- Born: Aghavny Hrant Setian Sofia, Bulgaria
- Education: Queens College, City University of New York; Columbia University; Stanford University;
- Known for: Earthquake engineering; Structural health monitoring; Wireless sensor networks;
- Spouse: Garo Kiremidjian
- Awards: John Fritz Medal (2018); C. Martin Duke Award (2003);
- Scientific career
- Fields: Earthquake Engineering; Civil engineering;

= Anne Kiremidjian =

American academic (born 1949)

Anne Kiremidjian ( Anna Setian; born August 11, 1949) is a Professor of Civil and Environmental Engineering at Stanford University.

== Biography ==
Kiremidjian was born in Sofia, Bulgaria. She earned her BA in physics (1972) from Queens College, City University of New York and BS in civil engineering (1972) from Columbia University. She then earned her MS (1973) and PhD (1977) from Stanford University under the direction of Haresh C. Shah.

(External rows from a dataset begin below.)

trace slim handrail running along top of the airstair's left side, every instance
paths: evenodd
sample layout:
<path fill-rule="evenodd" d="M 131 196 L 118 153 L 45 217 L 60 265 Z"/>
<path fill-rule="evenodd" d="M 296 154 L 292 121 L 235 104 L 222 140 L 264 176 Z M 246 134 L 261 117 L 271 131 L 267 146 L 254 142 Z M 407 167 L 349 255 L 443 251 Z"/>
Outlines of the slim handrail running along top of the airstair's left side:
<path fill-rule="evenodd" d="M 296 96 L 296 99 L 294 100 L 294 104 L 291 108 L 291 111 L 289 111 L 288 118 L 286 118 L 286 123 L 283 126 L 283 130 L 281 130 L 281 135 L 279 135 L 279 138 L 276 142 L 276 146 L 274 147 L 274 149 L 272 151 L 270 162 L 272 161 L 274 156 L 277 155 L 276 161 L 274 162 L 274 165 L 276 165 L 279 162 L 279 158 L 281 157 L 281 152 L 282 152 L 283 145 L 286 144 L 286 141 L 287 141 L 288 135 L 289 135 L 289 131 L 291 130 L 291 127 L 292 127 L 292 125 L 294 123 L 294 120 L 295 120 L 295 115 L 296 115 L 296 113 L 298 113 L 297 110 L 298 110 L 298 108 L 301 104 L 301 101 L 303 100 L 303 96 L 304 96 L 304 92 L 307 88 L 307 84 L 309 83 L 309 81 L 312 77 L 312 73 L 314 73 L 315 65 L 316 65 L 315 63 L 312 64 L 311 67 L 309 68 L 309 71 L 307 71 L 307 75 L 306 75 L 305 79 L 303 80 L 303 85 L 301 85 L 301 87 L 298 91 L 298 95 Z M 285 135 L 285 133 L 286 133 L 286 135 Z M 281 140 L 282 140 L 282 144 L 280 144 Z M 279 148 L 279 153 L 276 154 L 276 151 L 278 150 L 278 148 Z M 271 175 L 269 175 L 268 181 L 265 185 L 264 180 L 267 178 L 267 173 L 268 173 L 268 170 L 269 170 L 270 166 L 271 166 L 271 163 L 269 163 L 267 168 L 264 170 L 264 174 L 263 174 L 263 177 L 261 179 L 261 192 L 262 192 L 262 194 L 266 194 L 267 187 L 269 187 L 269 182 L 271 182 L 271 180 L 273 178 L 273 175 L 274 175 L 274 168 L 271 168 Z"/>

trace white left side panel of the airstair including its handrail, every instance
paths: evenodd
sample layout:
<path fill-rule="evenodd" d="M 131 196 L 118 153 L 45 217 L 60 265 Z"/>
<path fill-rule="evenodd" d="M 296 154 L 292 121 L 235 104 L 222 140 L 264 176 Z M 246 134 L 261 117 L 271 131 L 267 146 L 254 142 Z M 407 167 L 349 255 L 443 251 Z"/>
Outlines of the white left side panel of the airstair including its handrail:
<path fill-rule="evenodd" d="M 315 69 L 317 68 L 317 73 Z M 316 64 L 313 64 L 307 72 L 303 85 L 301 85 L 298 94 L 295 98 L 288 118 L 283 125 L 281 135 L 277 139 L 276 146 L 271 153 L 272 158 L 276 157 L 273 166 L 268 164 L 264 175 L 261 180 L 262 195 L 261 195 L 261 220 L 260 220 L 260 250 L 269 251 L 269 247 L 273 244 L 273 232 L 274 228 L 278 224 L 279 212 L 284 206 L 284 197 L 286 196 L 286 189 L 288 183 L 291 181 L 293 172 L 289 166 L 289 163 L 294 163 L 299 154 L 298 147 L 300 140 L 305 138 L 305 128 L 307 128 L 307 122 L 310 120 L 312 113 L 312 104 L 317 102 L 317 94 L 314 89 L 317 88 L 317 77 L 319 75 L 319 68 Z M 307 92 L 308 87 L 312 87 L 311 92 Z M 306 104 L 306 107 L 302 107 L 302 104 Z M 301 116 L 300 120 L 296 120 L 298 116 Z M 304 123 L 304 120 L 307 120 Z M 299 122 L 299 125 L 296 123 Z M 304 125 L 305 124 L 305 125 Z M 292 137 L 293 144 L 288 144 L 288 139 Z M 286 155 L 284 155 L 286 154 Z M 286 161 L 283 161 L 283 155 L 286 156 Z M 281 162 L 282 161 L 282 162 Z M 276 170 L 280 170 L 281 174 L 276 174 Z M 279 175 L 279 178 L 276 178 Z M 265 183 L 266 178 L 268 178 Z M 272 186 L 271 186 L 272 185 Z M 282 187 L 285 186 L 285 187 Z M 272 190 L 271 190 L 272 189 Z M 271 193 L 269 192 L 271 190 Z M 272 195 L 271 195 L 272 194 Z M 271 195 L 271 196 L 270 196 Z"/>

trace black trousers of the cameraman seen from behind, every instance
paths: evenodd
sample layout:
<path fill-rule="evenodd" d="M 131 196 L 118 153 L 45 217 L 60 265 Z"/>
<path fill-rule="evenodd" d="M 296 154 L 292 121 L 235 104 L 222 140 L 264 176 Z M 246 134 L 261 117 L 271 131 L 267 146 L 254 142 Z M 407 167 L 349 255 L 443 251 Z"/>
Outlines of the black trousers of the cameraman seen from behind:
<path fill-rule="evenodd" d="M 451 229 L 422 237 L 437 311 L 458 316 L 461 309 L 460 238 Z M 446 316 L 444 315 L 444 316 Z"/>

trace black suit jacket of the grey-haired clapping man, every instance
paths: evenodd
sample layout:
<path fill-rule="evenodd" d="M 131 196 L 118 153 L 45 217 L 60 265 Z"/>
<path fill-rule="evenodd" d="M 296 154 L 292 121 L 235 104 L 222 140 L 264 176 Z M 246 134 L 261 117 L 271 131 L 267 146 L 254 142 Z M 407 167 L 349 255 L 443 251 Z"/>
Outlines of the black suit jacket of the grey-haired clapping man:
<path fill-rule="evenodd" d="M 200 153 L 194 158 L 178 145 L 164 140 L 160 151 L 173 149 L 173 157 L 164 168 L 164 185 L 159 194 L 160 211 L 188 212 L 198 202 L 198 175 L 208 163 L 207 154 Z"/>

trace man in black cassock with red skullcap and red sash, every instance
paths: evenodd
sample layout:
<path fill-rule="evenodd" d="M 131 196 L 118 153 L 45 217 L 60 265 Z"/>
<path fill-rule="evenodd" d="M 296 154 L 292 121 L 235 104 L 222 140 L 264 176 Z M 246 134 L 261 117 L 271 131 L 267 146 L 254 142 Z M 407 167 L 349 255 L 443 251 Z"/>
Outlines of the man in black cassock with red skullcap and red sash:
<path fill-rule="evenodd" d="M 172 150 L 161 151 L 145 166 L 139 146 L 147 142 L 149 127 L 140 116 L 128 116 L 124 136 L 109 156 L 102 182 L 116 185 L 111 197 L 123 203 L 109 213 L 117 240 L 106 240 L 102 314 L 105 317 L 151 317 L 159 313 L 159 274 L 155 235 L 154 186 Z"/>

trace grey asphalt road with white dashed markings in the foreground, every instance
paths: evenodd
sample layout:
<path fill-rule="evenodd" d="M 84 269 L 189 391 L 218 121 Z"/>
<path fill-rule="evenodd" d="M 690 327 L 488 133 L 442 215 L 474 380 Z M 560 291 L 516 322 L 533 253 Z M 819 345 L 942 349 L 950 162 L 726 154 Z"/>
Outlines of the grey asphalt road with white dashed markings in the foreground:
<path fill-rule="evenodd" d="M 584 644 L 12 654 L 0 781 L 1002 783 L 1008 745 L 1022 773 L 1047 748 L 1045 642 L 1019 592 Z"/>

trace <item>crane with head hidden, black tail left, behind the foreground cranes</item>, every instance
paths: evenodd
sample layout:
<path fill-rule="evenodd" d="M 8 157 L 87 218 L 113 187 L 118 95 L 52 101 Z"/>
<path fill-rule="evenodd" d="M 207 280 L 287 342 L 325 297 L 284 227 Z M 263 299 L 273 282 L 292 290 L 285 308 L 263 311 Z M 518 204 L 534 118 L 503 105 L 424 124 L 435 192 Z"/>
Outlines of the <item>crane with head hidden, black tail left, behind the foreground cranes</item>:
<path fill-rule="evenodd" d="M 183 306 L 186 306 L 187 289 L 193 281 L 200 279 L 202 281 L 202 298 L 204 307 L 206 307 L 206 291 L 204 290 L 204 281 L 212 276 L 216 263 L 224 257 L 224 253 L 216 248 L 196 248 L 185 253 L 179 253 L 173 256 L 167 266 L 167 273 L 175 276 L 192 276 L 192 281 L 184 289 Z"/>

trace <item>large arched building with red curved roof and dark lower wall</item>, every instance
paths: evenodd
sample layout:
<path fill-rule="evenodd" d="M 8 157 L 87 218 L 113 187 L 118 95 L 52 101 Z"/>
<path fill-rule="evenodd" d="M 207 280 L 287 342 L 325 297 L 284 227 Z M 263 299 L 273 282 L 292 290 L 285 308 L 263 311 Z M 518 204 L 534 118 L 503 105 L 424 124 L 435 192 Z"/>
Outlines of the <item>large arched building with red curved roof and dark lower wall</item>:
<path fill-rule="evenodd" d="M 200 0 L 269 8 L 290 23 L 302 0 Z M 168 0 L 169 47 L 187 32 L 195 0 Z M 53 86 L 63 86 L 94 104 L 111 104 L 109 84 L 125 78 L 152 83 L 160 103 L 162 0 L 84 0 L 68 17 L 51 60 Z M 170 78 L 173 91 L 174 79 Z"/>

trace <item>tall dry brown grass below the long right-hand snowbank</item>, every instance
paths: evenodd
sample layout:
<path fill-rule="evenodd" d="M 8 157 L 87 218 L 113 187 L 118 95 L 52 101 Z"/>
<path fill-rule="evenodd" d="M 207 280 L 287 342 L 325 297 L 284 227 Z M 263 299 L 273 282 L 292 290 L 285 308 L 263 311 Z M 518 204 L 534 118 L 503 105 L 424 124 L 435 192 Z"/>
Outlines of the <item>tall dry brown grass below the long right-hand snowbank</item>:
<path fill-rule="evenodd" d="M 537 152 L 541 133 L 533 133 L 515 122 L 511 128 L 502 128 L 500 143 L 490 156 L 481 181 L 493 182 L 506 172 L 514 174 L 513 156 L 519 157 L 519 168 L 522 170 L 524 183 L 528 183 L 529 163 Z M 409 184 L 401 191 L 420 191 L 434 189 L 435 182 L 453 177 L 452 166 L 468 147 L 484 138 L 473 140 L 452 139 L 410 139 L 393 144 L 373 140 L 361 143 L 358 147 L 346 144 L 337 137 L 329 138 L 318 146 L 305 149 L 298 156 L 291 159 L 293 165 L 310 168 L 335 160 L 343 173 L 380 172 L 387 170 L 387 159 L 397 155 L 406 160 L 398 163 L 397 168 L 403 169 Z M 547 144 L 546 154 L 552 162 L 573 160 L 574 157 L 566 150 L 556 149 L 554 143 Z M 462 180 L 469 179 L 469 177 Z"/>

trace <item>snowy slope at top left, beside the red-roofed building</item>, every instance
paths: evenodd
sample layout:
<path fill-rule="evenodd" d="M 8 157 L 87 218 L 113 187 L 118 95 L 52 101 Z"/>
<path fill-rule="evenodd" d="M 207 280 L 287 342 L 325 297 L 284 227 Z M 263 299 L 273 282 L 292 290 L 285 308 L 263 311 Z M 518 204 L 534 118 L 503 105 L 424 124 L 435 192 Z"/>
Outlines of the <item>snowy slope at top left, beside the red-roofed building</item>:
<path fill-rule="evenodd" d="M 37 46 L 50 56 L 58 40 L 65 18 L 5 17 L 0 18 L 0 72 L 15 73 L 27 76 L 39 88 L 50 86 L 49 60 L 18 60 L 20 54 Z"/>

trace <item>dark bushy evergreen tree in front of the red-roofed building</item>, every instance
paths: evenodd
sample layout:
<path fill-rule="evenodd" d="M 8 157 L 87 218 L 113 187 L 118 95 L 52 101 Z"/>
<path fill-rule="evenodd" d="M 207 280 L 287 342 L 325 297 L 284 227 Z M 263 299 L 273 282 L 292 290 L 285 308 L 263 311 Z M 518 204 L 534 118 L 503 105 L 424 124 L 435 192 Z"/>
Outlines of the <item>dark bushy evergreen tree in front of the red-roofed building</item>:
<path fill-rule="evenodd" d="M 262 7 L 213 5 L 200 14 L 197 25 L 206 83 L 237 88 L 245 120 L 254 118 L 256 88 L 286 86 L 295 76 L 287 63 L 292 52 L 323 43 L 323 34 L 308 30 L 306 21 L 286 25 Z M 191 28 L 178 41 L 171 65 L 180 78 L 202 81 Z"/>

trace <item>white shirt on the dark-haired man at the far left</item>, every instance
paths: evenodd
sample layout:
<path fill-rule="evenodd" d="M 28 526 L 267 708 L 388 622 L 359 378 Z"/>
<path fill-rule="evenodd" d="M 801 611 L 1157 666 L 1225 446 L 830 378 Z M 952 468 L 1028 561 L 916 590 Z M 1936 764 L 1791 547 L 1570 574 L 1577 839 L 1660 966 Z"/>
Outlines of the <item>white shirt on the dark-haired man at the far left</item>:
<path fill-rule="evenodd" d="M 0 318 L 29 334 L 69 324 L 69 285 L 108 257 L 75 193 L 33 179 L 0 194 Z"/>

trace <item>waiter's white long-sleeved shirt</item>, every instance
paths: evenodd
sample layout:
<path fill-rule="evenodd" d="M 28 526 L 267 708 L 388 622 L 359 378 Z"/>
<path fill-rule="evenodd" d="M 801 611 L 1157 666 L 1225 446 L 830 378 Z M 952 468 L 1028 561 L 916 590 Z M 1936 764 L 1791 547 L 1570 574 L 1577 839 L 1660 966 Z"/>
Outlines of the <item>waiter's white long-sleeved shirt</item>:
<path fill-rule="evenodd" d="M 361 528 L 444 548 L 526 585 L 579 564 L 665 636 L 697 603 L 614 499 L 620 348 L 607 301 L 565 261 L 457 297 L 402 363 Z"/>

From 1987 to 2002, she served as the Co-Director and Director of the "John A. Blume Earthquake Engineering Center" at Stanford University. Her research has focused on earthquake hazard as well as structural risk analysis.

==Awards==
She is the 2003 recipient of the Charles Martin Duke Lifeline Earthquake Engineering Award awarded by the American Society of Civil Engineers.

In 2014, she was elected a distinguished member of the American Society of Civil Engineers. She was the 2018 recipient of the John Fritz Medal awarded by the American Association of Engineering Societies.

In October 2020, she was appointed as the C.L. Peck, Class of 1906 Professor in the School of Engineering following James O. Leckie (2007-2020) and Paul V. Roberts (1989-2006).

In 2021, she was elected to the National Academy of Engineering for research and dissemination of probabilistic seismic hazard methods and mentoring.